We established the occurrence of three species of the genus Pomphorhynchus in Austrian waters by using an integrative-taxonomic approach. This approach enabled a thorough examination of Pomphorhynchus species and we were able to identify the species P. bosniacus, the distribution of which throughout Europe probably might have been misinterpreted in previous studies. The high intraspecific variability visible in the haplotype network contradicts a recent population expansion towards Western Europe of this species. Furthermore, there is still a lack of knowledge since when the three species occur in Austria and how this parasite-composition changed during time.

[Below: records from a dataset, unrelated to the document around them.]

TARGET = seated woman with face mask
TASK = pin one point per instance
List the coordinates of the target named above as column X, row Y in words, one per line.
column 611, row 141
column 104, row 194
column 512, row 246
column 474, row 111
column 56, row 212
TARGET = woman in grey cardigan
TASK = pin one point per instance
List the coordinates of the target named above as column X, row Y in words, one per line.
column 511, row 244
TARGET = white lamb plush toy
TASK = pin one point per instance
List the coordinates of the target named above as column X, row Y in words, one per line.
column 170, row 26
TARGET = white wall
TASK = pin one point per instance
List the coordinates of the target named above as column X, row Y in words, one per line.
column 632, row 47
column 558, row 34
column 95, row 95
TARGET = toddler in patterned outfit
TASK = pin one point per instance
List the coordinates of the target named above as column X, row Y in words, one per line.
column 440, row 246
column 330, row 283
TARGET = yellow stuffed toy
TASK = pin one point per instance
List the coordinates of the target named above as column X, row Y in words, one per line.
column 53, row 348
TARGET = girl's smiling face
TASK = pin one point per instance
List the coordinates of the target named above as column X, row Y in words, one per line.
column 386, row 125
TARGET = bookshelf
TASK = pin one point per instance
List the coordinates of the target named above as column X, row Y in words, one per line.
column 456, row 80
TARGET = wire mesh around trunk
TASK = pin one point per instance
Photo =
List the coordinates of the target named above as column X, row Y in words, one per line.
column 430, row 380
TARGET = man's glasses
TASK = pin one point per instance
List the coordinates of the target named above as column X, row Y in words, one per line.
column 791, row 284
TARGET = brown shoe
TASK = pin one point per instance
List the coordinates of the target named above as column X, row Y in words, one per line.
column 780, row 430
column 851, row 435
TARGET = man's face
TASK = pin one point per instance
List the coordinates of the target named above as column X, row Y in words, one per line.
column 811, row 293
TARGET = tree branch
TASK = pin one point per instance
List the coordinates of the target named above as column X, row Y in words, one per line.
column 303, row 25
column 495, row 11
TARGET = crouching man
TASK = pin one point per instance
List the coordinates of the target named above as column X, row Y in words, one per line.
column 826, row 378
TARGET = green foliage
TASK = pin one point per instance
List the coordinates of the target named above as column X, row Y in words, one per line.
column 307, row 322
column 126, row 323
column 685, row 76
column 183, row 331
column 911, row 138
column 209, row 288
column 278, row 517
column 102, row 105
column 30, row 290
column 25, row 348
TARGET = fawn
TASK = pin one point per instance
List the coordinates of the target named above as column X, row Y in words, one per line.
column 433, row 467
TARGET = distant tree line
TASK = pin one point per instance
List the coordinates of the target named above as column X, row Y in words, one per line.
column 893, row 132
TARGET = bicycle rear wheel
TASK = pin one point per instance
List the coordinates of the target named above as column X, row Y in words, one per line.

Misidentifications in prior times might have led to false conclusions regarding the distribution of Pomphorhynchus spp. Also, the role of paratenic hosts in the life cycle of P. tereticollis and P. laevis still needs further investigations. The importance of integrative methods and the establishment of a reliable database of DNA sequences like BOLD and the Austrian Barcode of Life (ABOL) initiative to identify species of Pomphorhynchus became evident, since the probability of cryptic species within the species P. laevis is quite likely. Therefore, a revision of the genus in Europe using integrative methods would be recommended.